BoundModel.generate_structured() extracts typed, validated data from an LLM call. Pass a Pydantic model class and get a validated instance back — no JSON parsing, no schema wrangling.

from pydantic import BaseModel
from cubepi.providers.base import TextContent, UserMessage

class Sentiment(BaseModel):
label: str
confidence: float

result = await model.generate_structured(
Sentiment,
messages=[UserMessage(content=[TextContent(text="I love this product!")])],
)
print(result) # label='positive' confidence=0.95

How it works

Under the hood, generate_structured():

  1. Converts the Pydantic model's JSON schema into a synthetic tool definition.
  2. Calls generate() with tools=[synthetic_tool] and tool_choice=tool_name to force the model to call that tool.
  3. Extracts the ToolCall.arguments from the response.
  4. Validates through output_type.model_validate().

This is the same approach pydantic-ai uses by default (ToolOutput mode). It works across all providers because every LLM API supports tool calling.

Parameters

await model.generate_structured(
output_type, # Pydantic model class (required)
messages, # list[Message] (required)
*,
system_prompt="", # Optional system prompt (a tool-use hint is always appended)
tool_name="structured_output",
tool_description="Return the structured output",
max_output_tokens=None,
temperature=None,
max_retries=1, # Retries on validation failure (feeds error back to model)
)
ParameterDefaultDescription
output_typerequiredPydantic BaseModel subclass
messagesrequiredConversation messages
system_prompt""Custom system prompt (tool-use hint always appended)
tool_name"structured_output"Name of the synthetic tool
tool_description"Return the structured output"Tool description sent to model
max_retries1Retries on Pydantic validation failure
max_output_tokensNoneOverride model's default max tokens
temperatureNoneOverride model's default temperature

Error handling

generate_structured() raises StructuredOutputError in two cases:

from cubepi.providers.base import StructuredOutputError

try:
result = await model.generate_structured(MySchema, messages=[...])
except StructuredOutputError as e:
print(e) # "no tool call" or "validation failed after retries"
  • No tool call: the model returned text instead of calling the tool.
  • Validation failed: Pydantic validation failed on all attempts (initial + retries).

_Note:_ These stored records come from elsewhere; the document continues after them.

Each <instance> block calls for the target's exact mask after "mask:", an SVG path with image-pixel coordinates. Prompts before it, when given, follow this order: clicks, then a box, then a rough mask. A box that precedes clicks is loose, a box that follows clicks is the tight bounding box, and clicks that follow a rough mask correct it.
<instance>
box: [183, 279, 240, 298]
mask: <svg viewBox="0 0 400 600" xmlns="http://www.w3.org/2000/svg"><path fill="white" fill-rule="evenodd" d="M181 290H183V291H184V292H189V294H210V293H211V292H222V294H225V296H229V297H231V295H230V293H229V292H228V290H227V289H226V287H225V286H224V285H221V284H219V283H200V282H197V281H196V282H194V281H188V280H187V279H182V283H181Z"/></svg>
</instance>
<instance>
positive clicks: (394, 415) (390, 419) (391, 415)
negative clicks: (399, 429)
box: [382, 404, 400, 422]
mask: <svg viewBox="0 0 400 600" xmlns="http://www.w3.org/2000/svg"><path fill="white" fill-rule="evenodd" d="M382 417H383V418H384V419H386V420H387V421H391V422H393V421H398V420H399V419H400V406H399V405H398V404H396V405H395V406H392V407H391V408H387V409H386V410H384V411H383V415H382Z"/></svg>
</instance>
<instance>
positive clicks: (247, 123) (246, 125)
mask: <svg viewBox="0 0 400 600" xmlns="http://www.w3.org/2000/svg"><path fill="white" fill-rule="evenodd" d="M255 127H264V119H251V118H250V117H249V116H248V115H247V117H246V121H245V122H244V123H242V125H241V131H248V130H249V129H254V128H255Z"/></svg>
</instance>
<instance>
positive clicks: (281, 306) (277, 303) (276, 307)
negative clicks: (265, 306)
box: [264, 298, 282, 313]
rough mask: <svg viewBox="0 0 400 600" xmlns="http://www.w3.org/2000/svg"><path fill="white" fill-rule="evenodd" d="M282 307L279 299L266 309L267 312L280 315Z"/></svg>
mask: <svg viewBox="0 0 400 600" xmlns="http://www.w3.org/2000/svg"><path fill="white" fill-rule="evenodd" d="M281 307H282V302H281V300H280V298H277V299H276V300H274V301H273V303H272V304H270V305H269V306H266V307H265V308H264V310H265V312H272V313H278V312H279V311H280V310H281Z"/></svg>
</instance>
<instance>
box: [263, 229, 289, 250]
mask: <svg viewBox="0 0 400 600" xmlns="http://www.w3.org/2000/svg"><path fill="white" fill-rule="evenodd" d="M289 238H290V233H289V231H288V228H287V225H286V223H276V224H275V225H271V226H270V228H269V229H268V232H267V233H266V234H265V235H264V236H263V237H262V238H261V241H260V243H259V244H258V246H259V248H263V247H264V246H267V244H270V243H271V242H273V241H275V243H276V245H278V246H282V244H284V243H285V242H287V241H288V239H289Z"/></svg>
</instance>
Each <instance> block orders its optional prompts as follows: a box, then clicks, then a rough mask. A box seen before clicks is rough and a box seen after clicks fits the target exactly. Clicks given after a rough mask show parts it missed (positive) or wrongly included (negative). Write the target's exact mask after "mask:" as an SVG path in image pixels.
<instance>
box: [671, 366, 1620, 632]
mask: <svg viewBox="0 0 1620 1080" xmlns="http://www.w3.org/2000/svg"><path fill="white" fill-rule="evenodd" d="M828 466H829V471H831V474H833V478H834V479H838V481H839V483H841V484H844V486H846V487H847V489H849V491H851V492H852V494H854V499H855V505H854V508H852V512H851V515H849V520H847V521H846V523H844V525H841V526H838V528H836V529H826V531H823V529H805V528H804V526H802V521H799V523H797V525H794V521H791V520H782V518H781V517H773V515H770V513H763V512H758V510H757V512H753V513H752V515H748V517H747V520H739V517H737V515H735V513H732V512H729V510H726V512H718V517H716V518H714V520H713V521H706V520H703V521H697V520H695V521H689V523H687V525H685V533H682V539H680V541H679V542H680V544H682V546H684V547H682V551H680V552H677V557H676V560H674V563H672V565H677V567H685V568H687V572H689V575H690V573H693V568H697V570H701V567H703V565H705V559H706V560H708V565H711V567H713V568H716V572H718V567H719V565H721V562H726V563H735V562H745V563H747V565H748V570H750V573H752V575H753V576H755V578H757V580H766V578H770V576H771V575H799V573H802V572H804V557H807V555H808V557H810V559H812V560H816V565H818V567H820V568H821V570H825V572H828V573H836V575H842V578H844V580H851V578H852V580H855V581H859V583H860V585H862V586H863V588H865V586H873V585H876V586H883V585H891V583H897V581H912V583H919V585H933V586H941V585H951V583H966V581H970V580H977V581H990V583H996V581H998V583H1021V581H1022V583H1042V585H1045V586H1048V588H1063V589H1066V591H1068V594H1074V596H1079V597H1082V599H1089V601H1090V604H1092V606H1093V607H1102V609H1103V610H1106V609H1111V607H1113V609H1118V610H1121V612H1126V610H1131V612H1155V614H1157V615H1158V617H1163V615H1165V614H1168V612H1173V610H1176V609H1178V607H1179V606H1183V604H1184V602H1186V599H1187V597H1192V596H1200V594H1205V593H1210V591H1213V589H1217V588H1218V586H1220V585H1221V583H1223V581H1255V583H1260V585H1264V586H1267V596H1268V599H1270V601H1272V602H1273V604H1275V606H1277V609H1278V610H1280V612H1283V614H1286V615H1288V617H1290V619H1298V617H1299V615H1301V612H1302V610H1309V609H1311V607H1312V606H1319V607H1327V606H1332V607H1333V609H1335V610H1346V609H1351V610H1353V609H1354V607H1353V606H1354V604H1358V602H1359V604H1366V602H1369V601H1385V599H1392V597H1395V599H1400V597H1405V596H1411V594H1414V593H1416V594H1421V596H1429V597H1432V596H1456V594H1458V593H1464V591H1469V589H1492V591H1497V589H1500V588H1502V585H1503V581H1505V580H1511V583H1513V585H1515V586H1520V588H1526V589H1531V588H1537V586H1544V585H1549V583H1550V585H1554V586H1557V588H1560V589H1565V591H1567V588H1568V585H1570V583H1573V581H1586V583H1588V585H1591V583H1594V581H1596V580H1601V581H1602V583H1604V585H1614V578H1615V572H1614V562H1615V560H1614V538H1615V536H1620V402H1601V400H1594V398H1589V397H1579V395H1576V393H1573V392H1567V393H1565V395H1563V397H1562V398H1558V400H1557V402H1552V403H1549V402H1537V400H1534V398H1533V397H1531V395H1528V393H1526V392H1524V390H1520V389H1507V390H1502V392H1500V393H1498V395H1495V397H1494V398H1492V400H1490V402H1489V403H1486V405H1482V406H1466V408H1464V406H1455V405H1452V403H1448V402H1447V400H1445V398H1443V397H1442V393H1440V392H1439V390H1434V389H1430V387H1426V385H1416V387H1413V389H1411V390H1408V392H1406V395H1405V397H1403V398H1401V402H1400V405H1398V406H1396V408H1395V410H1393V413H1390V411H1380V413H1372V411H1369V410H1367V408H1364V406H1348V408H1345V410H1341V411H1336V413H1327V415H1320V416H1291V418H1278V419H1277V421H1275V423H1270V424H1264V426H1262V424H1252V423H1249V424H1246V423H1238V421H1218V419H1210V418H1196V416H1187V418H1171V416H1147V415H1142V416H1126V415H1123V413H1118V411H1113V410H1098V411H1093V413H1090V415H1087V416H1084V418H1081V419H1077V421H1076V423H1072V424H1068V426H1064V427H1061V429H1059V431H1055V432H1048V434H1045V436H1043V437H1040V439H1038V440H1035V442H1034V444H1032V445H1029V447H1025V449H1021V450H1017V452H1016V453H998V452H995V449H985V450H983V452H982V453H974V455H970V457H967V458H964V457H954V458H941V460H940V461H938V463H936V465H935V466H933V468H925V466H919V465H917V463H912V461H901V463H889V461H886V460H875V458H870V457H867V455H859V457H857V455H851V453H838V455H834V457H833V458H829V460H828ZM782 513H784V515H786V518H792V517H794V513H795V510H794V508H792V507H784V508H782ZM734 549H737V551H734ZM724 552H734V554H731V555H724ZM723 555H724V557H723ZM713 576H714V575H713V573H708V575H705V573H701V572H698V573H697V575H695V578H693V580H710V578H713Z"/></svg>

On validation failure, the error is fed back to the model as a UserMessage and it gets another chance (up to max_retries times).

tool_choice

generate_structured() uses tool_choice internally to force the model to call the synthetic tool. You can also use tool_choice directly on stream() and generate():

reply = await model.generate(
messages=[...],
tools=[my_tool_def],
tool_choice="my_tool", # Force this specific tool
)

Values:

ValueBehavior
NoneProvider default (model decides)
"auto"Model decides whether to call a tool
"required"Must call some tool
"none"No tool calls allowed
"tool_name"Force a specific tool by name

tool_choice works on all built-in providers (Anthropic, OpenAI, OpenAI Responses). Each provider maps the value to its native wire format.